Extract

Enteral antiretroviral (ARV) administration is necessary in human immunodeficiency virus (HIV)–positive patients with dysphagia or oral cancer or during an acute hospitalization with altered mental status.1-3 Recommended ARV regimens for most patients with HIV infection include an integrase strand transfer inhibitor (INSTI) (bictegravir, dolutegravir, or raltegravir) in combination with 2 nucleoside/tide reverse transcriptase inhibitors (NRTIs).4 Both dolutegravir and raltegravir maintain virologic suppression when crushed and enterally administered via a feeding tube.3,5 Bictegravir is only available as a fixed-dose combination (FDC) tablet with emtricitabine and tenofovir alafenamide. FDC emtricitabine and tenofovir alafenamide with dolutegravir have resulted in viral suppression in a patient with a percutaneous endoscopic gastrostomy (PEG) tube.6 This author reports the first case of administration of crushed FDC bictegravir/emtricitabine/tenofovir alafenamide in a patient for 10 months via a PEG tube.
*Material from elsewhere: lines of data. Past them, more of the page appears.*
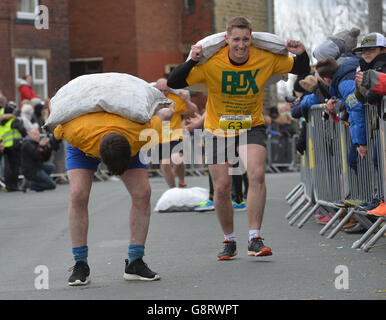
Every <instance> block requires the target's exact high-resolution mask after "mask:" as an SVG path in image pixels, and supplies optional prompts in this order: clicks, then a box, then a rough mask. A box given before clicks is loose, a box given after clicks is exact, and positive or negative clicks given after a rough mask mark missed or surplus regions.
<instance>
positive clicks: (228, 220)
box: [167, 17, 310, 261]
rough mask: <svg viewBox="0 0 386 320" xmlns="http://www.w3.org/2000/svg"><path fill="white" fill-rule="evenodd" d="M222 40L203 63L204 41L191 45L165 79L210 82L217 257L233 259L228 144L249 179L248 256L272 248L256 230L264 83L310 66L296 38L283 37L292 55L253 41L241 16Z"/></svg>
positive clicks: (208, 151) (300, 42)
mask: <svg viewBox="0 0 386 320" xmlns="http://www.w3.org/2000/svg"><path fill="white" fill-rule="evenodd" d="M224 40H225V42H226V44H227V45H226V46H225V47H224V48H222V49H220V50H219V51H218V52H217V53H215V54H214V55H213V56H212V57H211V58H209V59H208V60H206V61H205V62H204V63H202V64H198V63H199V61H200V59H201V58H202V57H203V49H202V46H201V45H197V44H196V45H193V46H192V48H191V57H192V58H191V59H189V60H188V61H186V62H185V63H183V64H181V65H179V66H177V67H176V68H175V69H173V71H172V73H171V74H170V76H169V79H168V83H167V84H168V86H169V87H171V88H175V89H177V88H184V87H186V86H193V85H195V84H199V83H205V84H206V87H207V88H208V100H207V104H206V116H205V123H204V128H205V137H206V139H205V145H206V146H209V143H207V141H212V142H213V143H212V144H211V146H212V148H211V150H207V149H206V150H205V153H206V155H207V156H212V157H213V161H211V163H209V171H210V175H211V177H212V179H213V185H214V205H215V209H216V213H217V217H218V219H219V222H220V225H221V228H222V230H223V232H224V249H223V250H222V251H221V252H220V253H219V254H218V256H217V259H218V260H220V261H222V260H231V259H234V258H235V256H236V255H237V248H236V234H235V232H234V220H233V207H232V200H231V197H230V194H231V192H230V190H231V184H232V178H231V175H229V168H230V162H231V161H229V160H231V159H225V161H224V159H223V156H224V154H225V156H226V155H227V153H228V152H227V148H228V146H229V148H228V151H229V150H231V149H232V148H231V147H233V149H236V151H237V152H238V154H239V158H240V159H241V162H242V164H243V165H244V167H245V168H246V170H247V175H248V179H249V187H248V197H247V211H248V224H249V238H248V239H249V242H248V256H256V257H259V256H269V255H272V250H271V248H269V247H267V246H265V245H264V243H263V241H262V240H263V239H262V238H261V235H260V229H261V225H262V221H263V215H264V209H265V202H266V185H265V160H266V142H265V141H266V139H267V137H266V133H265V130H266V127H265V125H264V118H263V92H264V87H265V84H266V81H267V80H268V79H269V78H270V77H271V76H272V75H273V74H283V73H294V74H306V73H309V69H310V67H309V57H308V55H307V52H306V51H305V48H304V45H303V44H302V43H301V42H300V41H295V40H288V41H287V43H286V48H287V50H288V51H289V52H291V53H293V54H294V55H296V57H292V56H286V55H279V54H274V53H272V52H269V51H265V50H261V49H258V48H256V47H254V46H252V26H251V23H250V22H249V21H248V19H246V18H245V17H236V18H233V19H231V20H230V21H229V22H228V24H227V30H226V33H225V38H224ZM238 130H240V131H238ZM240 132H243V134H239V133H240ZM235 136H236V137H235ZM224 140H225V141H224ZM220 141H222V142H223V143H225V142H226V143H227V144H226V145H225V144H223V146H224V147H222V146H221V144H219V143H217V142H220ZM228 142H229V143H228ZM208 149H209V148H208ZM207 151H208V152H207ZM220 156H221V157H220Z"/></svg>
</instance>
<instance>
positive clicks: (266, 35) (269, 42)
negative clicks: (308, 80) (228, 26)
mask: <svg viewBox="0 0 386 320" xmlns="http://www.w3.org/2000/svg"><path fill="white" fill-rule="evenodd" d="M225 34H226V32H220V33H215V34H212V35H210V36H207V37H205V38H204V39H201V40H200V41H198V42H197V44H201V45H202V55H203V57H202V58H201V59H200V62H199V63H198V64H202V63H204V62H205V61H206V60H208V59H209V58H210V57H211V56H213V55H214V54H215V53H216V52H218V51H219V50H220V49H221V48H223V47H225V46H226V45H227V44H226V42H225ZM252 45H253V46H254V47H256V48H259V49H263V50H267V51H270V52H272V53H275V54H282V55H288V50H287V48H286V47H285V42H284V41H283V40H281V39H280V38H279V37H278V36H277V35H275V34H273V33H268V32H252ZM191 57H192V51H190V52H189V56H188V58H187V61H188V60H190V59H191ZM281 80H283V81H287V80H288V74H287V73H285V74H273V75H272V76H271V77H270V78H269V79H268V80H267V82H266V84H265V85H266V86H269V85H272V84H275V83H277V82H279V81H281ZM191 89H192V90H193V91H201V92H207V88H206V86H205V85H204V84H201V83H199V84H196V85H194V86H192V87H191Z"/></svg>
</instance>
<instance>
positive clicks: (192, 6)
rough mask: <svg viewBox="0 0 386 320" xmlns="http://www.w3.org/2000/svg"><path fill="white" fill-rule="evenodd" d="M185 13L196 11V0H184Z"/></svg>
mask: <svg viewBox="0 0 386 320" xmlns="http://www.w3.org/2000/svg"><path fill="white" fill-rule="evenodd" d="M184 13H185V14H190V13H194V0H184Z"/></svg>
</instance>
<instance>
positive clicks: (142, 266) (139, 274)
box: [123, 258, 161, 281]
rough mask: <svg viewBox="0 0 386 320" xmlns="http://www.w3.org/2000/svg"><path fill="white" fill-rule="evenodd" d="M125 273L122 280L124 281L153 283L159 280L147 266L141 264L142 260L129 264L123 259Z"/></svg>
mask: <svg viewBox="0 0 386 320" xmlns="http://www.w3.org/2000/svg"><path fill="white" fill-rule="evenodd" d="M125 264H126V266H125V273H124V274H123V278H124V279H125V280H143V281H154V280H159V279H161V277H160V275H159V274H158V273H156V272H153V271H151V270H150V269H149V267H148V266H147V264H146V263H145V262H143V260H142V258H140V259H136V260H134V261H133V262H131V263H130V264H129V260H128V259H125Z"/></svg>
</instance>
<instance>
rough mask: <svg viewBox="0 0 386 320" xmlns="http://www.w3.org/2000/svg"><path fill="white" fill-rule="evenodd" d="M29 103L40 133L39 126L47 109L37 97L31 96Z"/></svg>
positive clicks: (44, 121) (41, 101) (44, 104)
mask: <svg viewBox="0 0 386 320" xmlns="http://www.w3.org/2000/svg"><path fill="white" fill-rule="evenodd" d="M31 105H32V107H33V108H34V115H33V117H34V119H35V120H36V122H37V123H38V125H39V130H40V132H41V133H42V129H41V127H42V126H43V125H44V122H45V112H46V110H47V109H48V107H47V106H46V104H45V102H44V101H42V100H40V99H39V98H33V99H31Z"/></svg>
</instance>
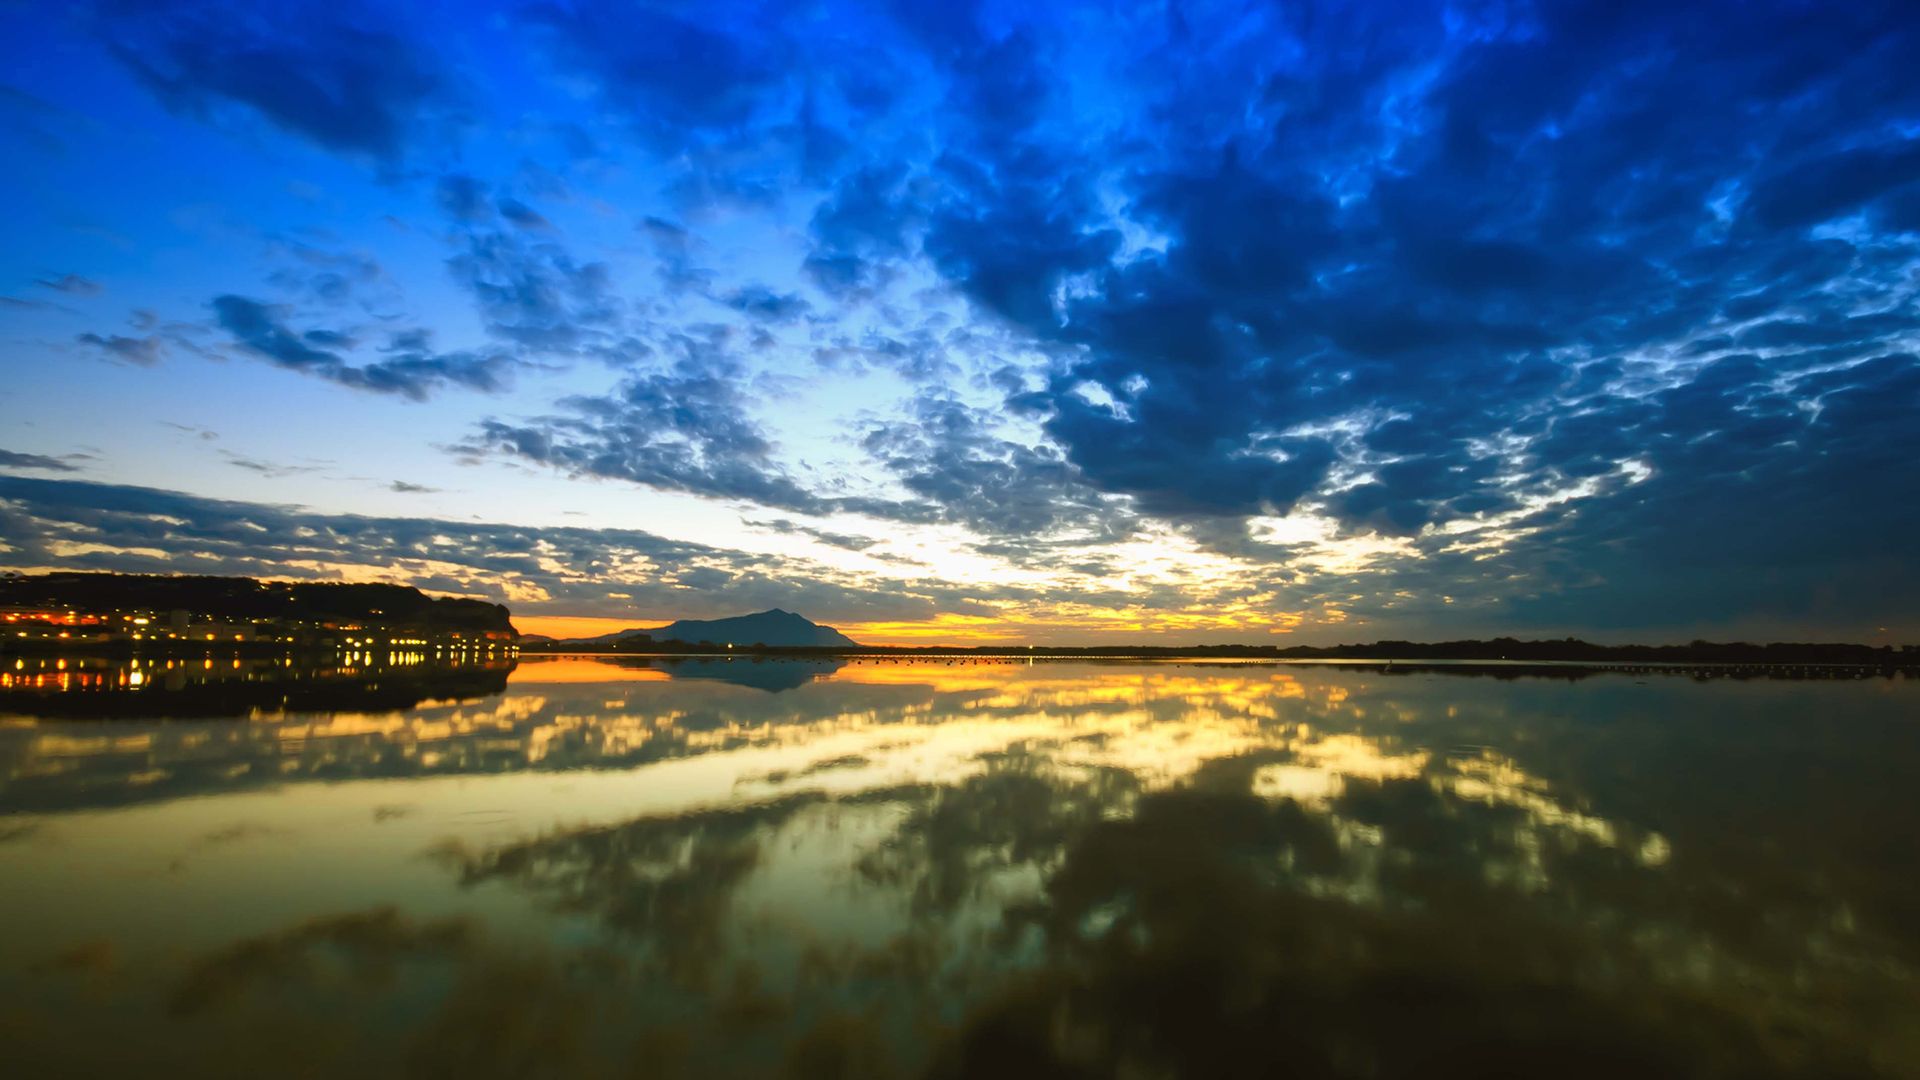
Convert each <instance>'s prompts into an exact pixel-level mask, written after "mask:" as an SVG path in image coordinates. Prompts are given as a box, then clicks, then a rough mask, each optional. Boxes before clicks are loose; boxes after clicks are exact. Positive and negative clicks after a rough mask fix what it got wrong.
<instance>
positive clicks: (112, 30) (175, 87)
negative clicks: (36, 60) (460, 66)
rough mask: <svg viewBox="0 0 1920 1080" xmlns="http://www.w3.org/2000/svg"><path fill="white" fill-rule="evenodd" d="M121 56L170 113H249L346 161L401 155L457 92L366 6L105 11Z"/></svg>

A 64-year-old white male with HIV (diagnosed in 1998 with virologic suppression for 15 years; CD4 count, 463 [CD4 cells, 42%]) on an ARV regimen including FDC dolutegravir/abacavir/lamivudine presented to the clinic with a new diagnosis of esophageal adenocarcinoma with liver metastasis, significant dysphagia, and an inability to consistently ingest oral medications. The patient reported being unable to successfully crush the dolutegravir FDC tablet. The ARV regimen was changed to FDC bictegravir/emtricitabine/tenofovir alafenamide for a smaller tablet size. The patient remained off medications for 6 weeks and had a virologic rebound (501 copies/mL) without immunologic decline (CD4 count, 440 [CD4 cells, 44%]). A PEG tube was placed for enteral nutrition, with chemotherapy initiated with 5-fluorouracil and oxilaplatin. The patient returned to the infectious diseases clinic 4 months later and reported crushing his FDC bictegravir regimen with a tablet pulverizer, diluting the powder with 30 to 60 mL of water (per patient report, it dissolved easily), and then administering the medication via his PEG tube. Immediately following this daily routine, 240 mL of an enteral formula (Jevity 1.2, Abbott) was administered for a total of 1,440 mL/24 hours for nutrition requirements. A repeat HIV viral load (VL) after 4 months of crushed FDC bictegravir was undetectable (CD4 count, 371 [CD4 cells, 53%]). The patient completed 3 cycles of chemotherapy with 5-fluorouracil and irinotecan, followed by Y90 chemoembolization to the liver. The oncologic treatment plan then included esophageal radiation and folfirinox, with continued cancer progression. Ramucirumab and paclitaxel were initiated, and the patient developed an infusion-related reaction attributed to the ramucirumab. Palliative radiation and doxetaxel were subsequently prescribed.